I wanted to manage an amicable separation and divorce if possible, it takes a lot of discipline and emotional strength, but I’ve done it. Ultimately this has made all the tough financial and legal conversations easier – not easy – but easier. My ex decided to move down to the new area I was moving to. He helped with the move and I said it was fine he could stay with me while he went overseas to visit his family and then got sorted with his own place. He found a new job and a new place in February – then the pandemic hit. He lost his job; we were in lockdown and since he’s also made matters worse by giving himself a significant injury playing sport whereby, he now can’t walk without crutches.
All this has added up to me having my ex as a house guest for months. I really want him out. I’ve carried his arse for years, now we’re divorced after he broke our marriage and my heart – how the hell is this still happening! Ok, I get I could in theory throw him out – jobless and incapacitated and probably already gone through his savings because he’s incredibly stupid with money and his family overseas are master manipulators at getting him to send it. I could, but after working so hard to keep this an amicable split for so long it feels like falling at the last hurdle. It’s also not very kind. He may have been a terrible husband but he’s a human being and in his heart not a bad person. He keeps out of my way and we bumble along politely under the one roof.

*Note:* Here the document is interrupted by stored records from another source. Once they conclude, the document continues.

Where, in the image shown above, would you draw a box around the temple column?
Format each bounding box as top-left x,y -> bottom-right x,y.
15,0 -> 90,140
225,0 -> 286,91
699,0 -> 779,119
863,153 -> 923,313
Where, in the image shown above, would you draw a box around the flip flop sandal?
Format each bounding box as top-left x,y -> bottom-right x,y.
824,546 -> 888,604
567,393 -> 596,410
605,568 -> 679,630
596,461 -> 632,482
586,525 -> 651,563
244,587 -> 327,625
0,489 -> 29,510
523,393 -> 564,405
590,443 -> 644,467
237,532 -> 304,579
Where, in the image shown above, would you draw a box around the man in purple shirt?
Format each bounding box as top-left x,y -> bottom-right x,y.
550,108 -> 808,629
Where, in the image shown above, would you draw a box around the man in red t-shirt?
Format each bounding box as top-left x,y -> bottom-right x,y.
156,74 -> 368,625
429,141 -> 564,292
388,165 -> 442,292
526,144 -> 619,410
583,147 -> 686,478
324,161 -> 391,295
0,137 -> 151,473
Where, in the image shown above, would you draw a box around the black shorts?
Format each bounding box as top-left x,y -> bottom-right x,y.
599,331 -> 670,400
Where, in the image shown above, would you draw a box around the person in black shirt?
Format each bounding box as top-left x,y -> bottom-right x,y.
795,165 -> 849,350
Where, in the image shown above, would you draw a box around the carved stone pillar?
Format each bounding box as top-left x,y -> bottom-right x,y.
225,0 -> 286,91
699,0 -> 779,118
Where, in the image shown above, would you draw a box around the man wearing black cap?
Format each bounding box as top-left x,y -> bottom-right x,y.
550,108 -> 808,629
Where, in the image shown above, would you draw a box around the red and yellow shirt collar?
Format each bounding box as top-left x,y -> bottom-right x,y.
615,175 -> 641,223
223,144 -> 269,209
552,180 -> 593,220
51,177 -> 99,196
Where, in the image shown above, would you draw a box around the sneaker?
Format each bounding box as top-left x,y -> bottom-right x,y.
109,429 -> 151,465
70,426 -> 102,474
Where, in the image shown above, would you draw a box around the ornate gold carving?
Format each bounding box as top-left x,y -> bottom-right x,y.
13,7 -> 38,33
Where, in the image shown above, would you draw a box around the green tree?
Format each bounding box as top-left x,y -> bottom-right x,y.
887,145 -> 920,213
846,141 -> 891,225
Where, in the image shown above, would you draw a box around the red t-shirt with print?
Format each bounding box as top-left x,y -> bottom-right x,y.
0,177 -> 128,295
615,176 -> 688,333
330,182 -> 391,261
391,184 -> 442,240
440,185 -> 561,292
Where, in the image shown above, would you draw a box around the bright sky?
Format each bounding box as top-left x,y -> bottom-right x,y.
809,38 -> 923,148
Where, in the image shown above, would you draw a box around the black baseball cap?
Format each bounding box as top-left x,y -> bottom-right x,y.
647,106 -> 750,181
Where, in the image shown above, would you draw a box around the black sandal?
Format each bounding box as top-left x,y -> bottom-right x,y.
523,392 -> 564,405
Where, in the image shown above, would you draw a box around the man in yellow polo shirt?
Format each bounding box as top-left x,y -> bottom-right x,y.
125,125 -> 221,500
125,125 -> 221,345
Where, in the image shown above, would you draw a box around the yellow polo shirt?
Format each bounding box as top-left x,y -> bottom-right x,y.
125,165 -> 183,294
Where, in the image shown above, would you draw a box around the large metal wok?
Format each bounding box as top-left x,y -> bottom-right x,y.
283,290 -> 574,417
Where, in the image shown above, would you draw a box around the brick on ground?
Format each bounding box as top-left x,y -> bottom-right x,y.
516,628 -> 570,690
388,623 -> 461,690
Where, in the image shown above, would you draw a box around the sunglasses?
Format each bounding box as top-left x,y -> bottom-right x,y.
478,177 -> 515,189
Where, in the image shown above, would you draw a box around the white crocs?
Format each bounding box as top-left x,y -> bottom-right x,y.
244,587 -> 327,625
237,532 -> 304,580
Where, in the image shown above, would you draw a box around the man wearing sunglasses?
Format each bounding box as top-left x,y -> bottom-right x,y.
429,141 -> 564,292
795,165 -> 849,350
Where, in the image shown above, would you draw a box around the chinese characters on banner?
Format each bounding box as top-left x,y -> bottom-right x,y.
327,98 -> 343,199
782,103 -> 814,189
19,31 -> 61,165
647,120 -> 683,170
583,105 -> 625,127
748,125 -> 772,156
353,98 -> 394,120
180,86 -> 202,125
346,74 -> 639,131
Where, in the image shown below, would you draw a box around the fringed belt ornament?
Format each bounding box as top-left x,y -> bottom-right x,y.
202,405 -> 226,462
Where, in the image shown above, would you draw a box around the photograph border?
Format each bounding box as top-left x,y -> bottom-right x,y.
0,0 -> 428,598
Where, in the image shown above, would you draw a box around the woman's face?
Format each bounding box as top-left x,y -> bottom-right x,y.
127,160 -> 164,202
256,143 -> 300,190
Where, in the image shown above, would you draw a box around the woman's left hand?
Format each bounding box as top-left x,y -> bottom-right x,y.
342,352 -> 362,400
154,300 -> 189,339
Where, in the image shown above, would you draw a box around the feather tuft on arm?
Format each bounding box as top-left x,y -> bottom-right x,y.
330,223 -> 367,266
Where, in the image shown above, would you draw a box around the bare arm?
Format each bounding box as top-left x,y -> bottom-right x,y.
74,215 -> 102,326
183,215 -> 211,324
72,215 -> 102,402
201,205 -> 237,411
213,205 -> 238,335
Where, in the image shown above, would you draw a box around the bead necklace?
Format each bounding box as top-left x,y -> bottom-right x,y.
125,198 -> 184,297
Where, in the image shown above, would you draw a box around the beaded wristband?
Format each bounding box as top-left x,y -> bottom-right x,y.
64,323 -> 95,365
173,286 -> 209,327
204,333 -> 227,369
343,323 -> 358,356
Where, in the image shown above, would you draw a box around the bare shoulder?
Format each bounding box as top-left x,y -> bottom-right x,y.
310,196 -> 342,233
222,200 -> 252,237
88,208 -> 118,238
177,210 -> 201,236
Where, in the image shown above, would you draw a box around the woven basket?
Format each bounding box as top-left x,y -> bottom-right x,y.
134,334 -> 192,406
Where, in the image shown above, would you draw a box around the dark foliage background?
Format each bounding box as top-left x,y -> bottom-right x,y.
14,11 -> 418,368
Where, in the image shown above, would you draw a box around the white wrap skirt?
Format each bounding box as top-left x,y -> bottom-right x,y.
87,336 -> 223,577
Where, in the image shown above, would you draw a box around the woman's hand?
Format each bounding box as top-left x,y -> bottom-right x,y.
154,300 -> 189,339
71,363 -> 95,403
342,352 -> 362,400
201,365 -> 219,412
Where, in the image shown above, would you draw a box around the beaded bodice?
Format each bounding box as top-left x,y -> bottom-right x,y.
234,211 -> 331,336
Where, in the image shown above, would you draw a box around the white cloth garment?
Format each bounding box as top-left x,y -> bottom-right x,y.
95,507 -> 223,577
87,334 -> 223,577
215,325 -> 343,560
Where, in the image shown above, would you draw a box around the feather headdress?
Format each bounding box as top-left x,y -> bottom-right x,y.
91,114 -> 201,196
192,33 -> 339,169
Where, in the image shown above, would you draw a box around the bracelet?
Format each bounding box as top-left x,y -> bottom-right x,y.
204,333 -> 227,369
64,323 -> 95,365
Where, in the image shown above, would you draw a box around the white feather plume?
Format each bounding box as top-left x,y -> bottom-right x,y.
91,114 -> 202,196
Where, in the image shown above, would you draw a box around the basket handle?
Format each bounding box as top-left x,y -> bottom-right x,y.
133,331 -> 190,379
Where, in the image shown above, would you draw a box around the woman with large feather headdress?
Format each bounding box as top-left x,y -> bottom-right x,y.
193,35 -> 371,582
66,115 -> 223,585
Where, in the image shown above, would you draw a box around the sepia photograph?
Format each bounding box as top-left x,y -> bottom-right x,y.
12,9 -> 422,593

Inwardly, I’m screaming – get out! I want to get on with my own life now. This chasm shows how different we always were. I’m now in my own place, the kind of place I always liked but he didn’t – i.e. full of character and old. It’s on the coast because I love being near the sea and I have my support network of closest friends nearby. I’m good. He on the other hand is still on my coattails like the child he is. I’d never seen it when I was in love with him, just how childish and immature he is. That’s why I think our split could be good for him, he needs to learn to stand on his own feet and stop getting in his own way – he’s clearly scared to. I was scared too, but I can feel the fear and do it anyway so I’m now in a better place.
So, I’m choosing to be kind – it’s important to be kind, this is a big part of my belief system. Being kind to someone who has been so cruel to you isn’t easy, I’m not going to lie, but it’s not impossible either. But when is being kind to someone else stop being kind to yourself, what’s the timeline, how much longer can this drag on for …. these are my questions and I don’t know any answers yet … not into the new year I’m praying, let me have my life to myself for the new year … keep your fingers crossed for me please.